Abstract
BACKGROUND & SIGNIFICANCE
The immune response is a coordinated effort directed by cytokine gradients and concentrations. High sensitivity and spatial resolution are necessary to resolve cytokine gradients in 3-dimensions. This system uses in situ confocal fluorescent microscopy with printed bead-based immunoassays. The combination of 3D printing of the beads and biofabrication of patient derived tumors allows for direct imaging, quantification, and movies of tumor cytokine secretion in response to challenges from immune cells, tumor associated fibroblasts, and chemotherapeutic agents. HYPOTHESIS: Cytokine dynamics can be measured in real-time by balancing concentrations of detection antibodies in solution with stationary immunoassay beads with measured capture and release rates. Favorable balancing of assay kinetics can facilitate measurements of concentrations of cytokines between 50 pg/mL to over 2,000 pg/mL.
METHODS
In situ confocal fluorescent microscopy identifies position, fluorescence, and type of bead relative to the in vitro tumor.

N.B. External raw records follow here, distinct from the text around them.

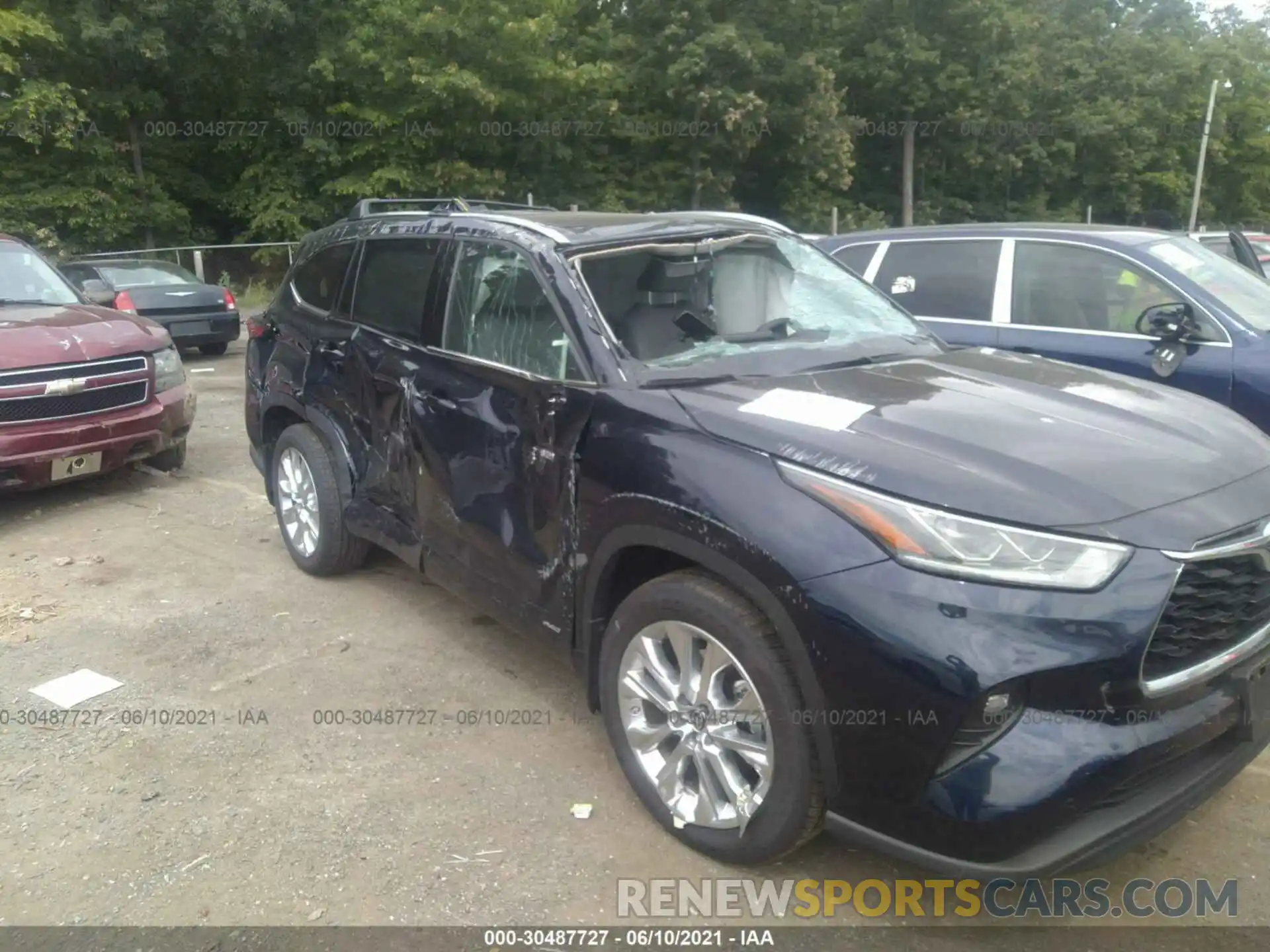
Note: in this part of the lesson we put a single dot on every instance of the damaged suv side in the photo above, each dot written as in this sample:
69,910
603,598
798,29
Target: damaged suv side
814,567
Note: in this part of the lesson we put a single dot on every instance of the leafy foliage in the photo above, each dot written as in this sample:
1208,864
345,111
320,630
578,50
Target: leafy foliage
169,121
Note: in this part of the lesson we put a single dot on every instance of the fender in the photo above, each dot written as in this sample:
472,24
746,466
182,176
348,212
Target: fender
588,633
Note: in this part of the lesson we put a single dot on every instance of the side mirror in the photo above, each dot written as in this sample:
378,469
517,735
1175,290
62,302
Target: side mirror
1173,321
98,292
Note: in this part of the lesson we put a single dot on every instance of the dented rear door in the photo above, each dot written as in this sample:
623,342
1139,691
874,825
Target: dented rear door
501,405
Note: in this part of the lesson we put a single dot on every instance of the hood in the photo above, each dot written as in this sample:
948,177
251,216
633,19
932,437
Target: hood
1003,436
46,334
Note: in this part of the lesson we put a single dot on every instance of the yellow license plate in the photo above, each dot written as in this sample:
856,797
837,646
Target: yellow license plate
73,466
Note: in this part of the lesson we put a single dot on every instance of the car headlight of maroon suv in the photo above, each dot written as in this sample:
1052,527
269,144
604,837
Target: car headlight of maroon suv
83,389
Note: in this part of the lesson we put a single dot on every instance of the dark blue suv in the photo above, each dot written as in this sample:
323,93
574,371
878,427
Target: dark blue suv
1155,305
986,611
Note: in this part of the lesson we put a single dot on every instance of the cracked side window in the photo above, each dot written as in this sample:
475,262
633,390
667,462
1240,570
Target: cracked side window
499,313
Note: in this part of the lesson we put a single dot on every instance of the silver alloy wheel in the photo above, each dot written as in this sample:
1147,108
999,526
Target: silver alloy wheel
298,502
697,725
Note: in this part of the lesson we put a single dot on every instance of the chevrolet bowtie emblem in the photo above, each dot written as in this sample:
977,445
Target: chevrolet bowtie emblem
63,387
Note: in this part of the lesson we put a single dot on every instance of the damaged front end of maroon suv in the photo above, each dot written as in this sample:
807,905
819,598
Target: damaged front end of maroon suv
83,389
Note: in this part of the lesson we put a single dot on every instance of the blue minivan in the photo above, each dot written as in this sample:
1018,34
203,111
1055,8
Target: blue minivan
1150,303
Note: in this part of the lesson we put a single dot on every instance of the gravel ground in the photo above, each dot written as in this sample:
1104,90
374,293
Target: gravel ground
181,588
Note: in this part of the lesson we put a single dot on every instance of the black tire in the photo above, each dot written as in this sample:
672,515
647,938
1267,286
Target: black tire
338,551
172,459
793,813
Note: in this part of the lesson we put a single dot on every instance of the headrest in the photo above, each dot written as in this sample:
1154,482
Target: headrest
671,274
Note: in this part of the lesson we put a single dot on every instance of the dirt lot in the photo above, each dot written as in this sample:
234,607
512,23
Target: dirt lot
181,588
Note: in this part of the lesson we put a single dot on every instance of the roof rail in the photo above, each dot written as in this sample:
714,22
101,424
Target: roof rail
368,206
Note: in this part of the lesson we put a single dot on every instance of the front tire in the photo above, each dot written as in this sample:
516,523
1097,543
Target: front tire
701,707
309,507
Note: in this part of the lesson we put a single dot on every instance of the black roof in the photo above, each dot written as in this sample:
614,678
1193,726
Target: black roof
1099,234
572,229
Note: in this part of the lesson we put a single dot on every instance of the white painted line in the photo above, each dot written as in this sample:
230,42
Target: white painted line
75,688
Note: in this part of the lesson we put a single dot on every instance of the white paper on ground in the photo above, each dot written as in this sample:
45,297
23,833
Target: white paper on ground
75,688
810,409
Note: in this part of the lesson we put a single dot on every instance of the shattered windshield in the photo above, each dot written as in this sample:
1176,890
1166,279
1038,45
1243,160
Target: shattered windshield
683,305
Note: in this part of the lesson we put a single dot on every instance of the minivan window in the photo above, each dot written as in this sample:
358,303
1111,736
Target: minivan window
393,285
1234,285
318,281
941,278
28,278
857,257
680,305
146,273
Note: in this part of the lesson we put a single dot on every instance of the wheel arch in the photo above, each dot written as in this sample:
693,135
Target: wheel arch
605,588
284,412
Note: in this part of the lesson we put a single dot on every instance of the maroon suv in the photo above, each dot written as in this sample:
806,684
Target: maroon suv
83,389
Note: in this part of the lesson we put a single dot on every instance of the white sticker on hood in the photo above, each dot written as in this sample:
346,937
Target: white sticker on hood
828,413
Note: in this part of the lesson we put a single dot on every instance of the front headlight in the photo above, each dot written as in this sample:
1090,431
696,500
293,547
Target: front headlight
169,371
944,543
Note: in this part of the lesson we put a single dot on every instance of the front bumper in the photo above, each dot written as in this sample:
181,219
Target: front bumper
126,436
1091,841
1090,768
196,329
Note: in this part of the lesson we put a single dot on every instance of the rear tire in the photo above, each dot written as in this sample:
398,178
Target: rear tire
309,507
793,808
172,459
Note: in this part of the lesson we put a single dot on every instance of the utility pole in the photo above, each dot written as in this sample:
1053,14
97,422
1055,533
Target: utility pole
907,193
1203,150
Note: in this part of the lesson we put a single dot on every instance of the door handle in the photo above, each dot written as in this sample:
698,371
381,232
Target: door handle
331,349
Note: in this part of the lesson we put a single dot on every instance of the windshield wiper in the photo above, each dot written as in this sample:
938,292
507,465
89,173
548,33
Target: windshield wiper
687,381
859,362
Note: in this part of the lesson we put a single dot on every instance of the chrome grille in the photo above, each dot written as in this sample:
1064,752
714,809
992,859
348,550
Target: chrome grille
70,371
1214,604
33,395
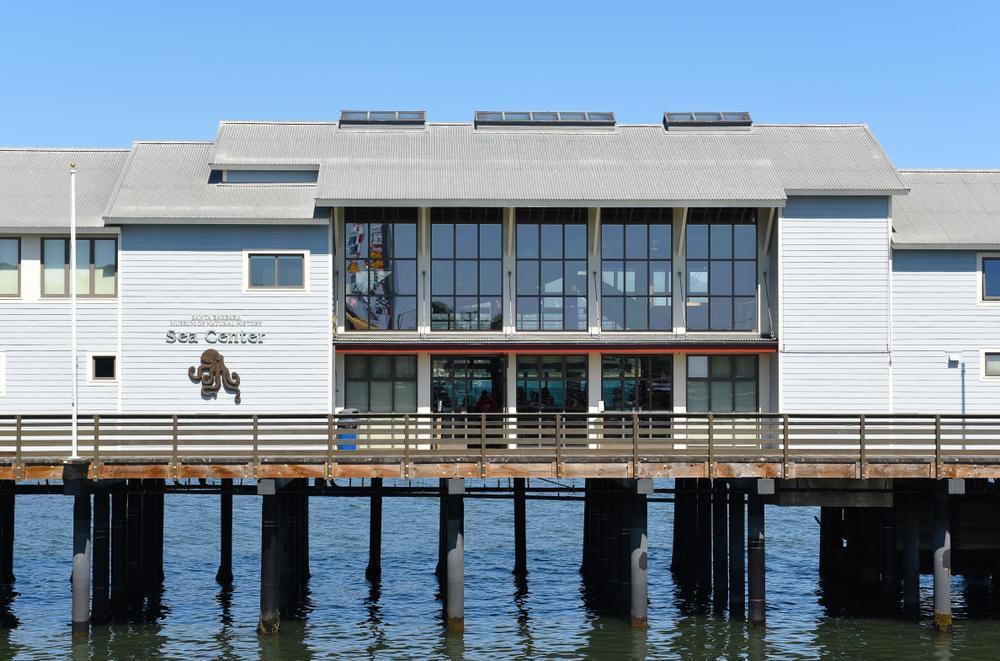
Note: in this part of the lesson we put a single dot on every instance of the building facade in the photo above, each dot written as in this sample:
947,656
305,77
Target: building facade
524,262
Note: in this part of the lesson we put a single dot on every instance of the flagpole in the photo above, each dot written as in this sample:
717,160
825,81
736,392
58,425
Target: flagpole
74,423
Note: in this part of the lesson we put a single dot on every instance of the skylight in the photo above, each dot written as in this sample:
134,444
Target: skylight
383,117
548,118
710,119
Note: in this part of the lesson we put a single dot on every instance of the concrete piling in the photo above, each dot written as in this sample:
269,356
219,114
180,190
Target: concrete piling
374,569
755,562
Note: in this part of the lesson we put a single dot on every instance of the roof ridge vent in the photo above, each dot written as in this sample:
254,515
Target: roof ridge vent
383,118
709,120
545,119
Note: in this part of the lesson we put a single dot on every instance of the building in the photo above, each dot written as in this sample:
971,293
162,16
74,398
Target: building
521,262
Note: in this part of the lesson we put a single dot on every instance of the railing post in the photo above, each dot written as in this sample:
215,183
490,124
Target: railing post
97,446
329,446
635,445
406,446
482,445
863,453
174,442
711,445
937,447
784,446
558,445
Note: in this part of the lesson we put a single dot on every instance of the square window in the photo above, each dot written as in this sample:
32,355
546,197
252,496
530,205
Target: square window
104,368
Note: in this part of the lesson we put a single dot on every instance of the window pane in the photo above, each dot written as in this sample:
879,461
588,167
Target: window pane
105,266
262,271
635,242
527,241
551,241
9,264
612,241
991,278
290,270
441,241
83,267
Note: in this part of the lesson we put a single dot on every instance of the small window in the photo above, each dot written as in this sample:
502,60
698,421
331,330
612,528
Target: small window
10,267
992,368
103,368
277,271
991,278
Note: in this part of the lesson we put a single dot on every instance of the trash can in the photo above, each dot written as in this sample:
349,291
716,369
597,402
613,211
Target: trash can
347,430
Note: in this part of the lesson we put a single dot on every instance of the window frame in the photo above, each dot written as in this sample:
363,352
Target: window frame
247,272
981,259
20,265
732,381
91,367
69,271
478,217
665,219
581,219
727,220
368,380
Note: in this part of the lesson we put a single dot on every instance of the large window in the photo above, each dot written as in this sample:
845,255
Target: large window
10,267
277,271
722,384
381,268
466,269
721,248
380,384
96,267
551,383
551,269
991,278
635,267
637,383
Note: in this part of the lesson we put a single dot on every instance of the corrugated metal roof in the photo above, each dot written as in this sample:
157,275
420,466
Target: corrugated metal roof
948,208
631,164
34,187
169,180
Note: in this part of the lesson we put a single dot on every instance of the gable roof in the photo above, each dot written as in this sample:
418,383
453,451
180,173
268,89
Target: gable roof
948,208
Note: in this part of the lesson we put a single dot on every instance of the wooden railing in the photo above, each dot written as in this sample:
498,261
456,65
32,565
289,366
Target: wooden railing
479,437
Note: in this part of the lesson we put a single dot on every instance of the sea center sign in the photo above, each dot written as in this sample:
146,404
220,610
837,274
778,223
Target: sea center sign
215,329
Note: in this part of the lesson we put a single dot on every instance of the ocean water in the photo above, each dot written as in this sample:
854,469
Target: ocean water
346,617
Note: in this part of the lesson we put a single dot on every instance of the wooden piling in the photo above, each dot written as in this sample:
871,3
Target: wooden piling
520,529
455,544
941,544
225,573
270,567
720,569
373,572
81,563
756,613
99,611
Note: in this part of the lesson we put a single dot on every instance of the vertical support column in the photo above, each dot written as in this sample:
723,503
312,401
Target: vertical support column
755,561
270,567
374,570
119,554
6,532
720,569
225,573
520,529
941,544
911,557
455,545
81,562
638,546
102,554
737,587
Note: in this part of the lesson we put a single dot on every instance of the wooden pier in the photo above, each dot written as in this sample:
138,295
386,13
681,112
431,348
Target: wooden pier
894,492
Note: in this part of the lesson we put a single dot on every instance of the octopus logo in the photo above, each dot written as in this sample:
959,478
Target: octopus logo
214,375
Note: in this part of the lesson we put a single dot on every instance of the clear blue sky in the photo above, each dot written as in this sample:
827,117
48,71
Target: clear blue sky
924,76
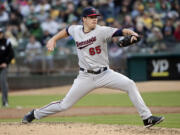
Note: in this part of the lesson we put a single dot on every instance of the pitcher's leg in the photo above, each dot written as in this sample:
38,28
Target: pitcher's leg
79,89
118,81
4,86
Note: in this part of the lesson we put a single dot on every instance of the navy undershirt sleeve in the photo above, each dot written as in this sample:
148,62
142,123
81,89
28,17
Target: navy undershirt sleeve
118,33
67,30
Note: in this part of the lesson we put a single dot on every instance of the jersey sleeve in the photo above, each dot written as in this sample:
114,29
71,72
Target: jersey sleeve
70,30
108,32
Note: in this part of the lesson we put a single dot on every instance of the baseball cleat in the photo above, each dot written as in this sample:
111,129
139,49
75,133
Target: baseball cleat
152,120
28,118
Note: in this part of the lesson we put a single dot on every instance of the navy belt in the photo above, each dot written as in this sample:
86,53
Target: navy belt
94,72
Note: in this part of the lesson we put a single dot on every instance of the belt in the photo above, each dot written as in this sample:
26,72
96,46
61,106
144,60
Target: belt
94,72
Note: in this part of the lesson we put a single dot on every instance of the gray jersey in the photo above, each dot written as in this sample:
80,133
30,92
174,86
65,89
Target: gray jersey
92,46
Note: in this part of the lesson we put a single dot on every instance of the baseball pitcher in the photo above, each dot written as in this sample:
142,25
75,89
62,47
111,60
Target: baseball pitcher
91,42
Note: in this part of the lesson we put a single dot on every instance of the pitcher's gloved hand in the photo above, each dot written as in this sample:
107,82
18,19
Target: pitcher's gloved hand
128,40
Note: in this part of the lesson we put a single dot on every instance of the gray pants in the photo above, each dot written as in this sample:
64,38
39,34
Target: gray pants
4,85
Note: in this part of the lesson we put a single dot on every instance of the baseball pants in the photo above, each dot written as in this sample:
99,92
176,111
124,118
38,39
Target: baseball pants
86,82
4,85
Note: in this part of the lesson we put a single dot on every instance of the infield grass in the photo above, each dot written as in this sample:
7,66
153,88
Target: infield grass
121,99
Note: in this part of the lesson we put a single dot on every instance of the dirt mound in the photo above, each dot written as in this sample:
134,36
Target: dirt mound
81,129
8,113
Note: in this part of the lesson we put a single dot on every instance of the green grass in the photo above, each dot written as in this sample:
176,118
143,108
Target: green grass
151,99
171,120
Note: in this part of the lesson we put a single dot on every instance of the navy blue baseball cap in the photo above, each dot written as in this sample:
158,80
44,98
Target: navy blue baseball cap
90,11
1,30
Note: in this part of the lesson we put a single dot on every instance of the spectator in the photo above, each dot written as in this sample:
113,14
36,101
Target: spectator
177,32
155,40
6,55
4,17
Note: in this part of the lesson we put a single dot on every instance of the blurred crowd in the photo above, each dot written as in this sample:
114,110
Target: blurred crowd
29,24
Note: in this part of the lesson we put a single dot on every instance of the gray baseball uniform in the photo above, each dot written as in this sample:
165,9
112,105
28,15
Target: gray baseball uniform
94,72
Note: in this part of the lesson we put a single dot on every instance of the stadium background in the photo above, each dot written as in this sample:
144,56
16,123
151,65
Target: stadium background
28,22
156,57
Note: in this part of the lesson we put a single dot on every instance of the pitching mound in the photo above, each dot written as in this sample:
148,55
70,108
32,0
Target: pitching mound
80,129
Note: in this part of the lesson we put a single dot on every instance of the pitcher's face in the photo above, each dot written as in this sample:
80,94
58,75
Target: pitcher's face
90,21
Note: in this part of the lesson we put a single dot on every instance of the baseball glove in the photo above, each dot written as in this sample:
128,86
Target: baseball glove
126,41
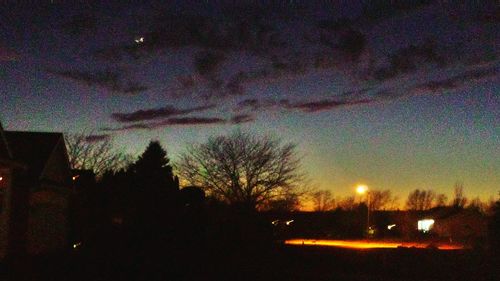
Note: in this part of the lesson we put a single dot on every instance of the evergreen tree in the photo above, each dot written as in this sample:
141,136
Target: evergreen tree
153,171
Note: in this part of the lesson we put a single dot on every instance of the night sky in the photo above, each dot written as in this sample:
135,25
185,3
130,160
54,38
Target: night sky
398,97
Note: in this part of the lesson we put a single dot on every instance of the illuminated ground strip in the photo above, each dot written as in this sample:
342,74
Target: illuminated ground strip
365,244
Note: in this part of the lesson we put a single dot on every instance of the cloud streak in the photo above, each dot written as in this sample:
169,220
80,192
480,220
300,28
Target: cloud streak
112,80
158,113
174,121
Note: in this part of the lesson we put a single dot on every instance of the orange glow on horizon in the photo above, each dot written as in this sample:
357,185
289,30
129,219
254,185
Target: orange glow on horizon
362,244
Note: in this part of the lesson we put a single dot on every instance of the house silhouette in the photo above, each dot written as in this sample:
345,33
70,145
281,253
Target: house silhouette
35,188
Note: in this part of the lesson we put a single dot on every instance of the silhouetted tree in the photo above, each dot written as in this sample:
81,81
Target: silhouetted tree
156,192
459,199
419,200
381,199
286,203
348,203
89,152
153,171
242,169
441,200
323,201
477,205
494,231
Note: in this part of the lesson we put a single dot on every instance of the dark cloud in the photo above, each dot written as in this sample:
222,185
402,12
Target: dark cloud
97,138
457,81
181,121
112,80
192,121
305,106
407,60
157,113
326,104
80,24
252,104
382,10
336,24
242,118
207,62
139,126
353,43
8,54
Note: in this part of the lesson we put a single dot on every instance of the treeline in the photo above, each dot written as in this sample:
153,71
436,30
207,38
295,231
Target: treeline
417,200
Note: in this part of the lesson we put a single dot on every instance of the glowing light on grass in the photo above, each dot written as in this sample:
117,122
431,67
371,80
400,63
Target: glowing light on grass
361,189
361,244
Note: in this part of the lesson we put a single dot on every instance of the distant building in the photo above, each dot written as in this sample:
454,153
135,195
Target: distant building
35,188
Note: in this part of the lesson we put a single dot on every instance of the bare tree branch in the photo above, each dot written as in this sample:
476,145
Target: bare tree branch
242,168
96,153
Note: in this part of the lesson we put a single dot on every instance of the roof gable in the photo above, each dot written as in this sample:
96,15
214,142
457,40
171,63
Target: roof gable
33,149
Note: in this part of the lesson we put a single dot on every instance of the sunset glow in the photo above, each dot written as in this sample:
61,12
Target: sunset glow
363,244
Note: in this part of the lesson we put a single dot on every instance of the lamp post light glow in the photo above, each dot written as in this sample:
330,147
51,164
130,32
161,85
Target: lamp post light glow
362,189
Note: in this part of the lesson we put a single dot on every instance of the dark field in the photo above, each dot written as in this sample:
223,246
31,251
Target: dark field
255,263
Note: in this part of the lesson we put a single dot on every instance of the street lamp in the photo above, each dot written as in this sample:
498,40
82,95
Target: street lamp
362,189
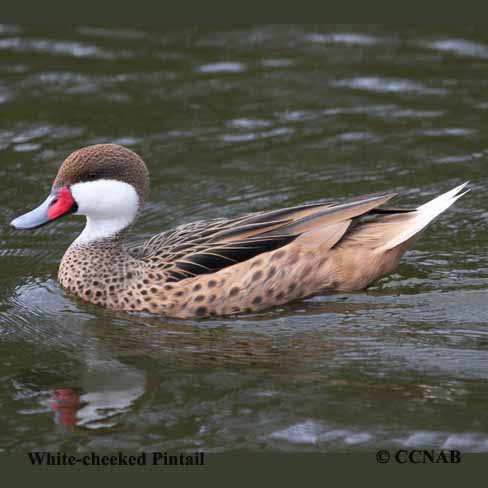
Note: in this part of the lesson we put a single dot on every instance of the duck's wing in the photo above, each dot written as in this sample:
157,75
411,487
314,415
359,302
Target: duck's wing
204,247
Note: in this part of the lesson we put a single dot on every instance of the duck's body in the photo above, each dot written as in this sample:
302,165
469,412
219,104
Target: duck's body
221,266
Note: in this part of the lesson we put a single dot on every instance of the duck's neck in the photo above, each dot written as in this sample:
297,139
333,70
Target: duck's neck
102,229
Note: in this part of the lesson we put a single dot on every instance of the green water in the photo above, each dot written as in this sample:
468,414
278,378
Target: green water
231,121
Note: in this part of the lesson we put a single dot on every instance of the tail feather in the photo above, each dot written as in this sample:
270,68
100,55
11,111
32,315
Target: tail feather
408,225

Cytokines including IL2, IL6, IL8, IL11, and IFNg and growth factors such as VEGF and TGFb have been measured for a wide range of solid tumors (brain, sarcoma, and epithelial) under different stresses.
RESULTS
Dynamic gradients of IL8 were found across multiple tumor models showing local concentrations in excess of 2,000 pg/mL. Production rates were estimated to be over 1 protein per second for each cell, and inclusion of cancer associated support cells showed 10x increases in some cytokines. CD4+ cell production of IL2 was confirmed and quantified and showed strong sensitivity to tumor activity and antigen presentation. Multiplexed beads of CCL2, CCL5, CXCL8, CXCL9, and CXCL10 allow for simultaneous measurement of multiple chemokines. Uncertainties associated with fluorescence measurement and quantification of concentrations will be discussed.
CONCLUSIONS
This integrated system of 3D assay printing, biofabrication of tumors and immune cell constructs, and in situ confocal microscopy provides the first direct measurements of 3D cytokine gradients in response to tumor stress.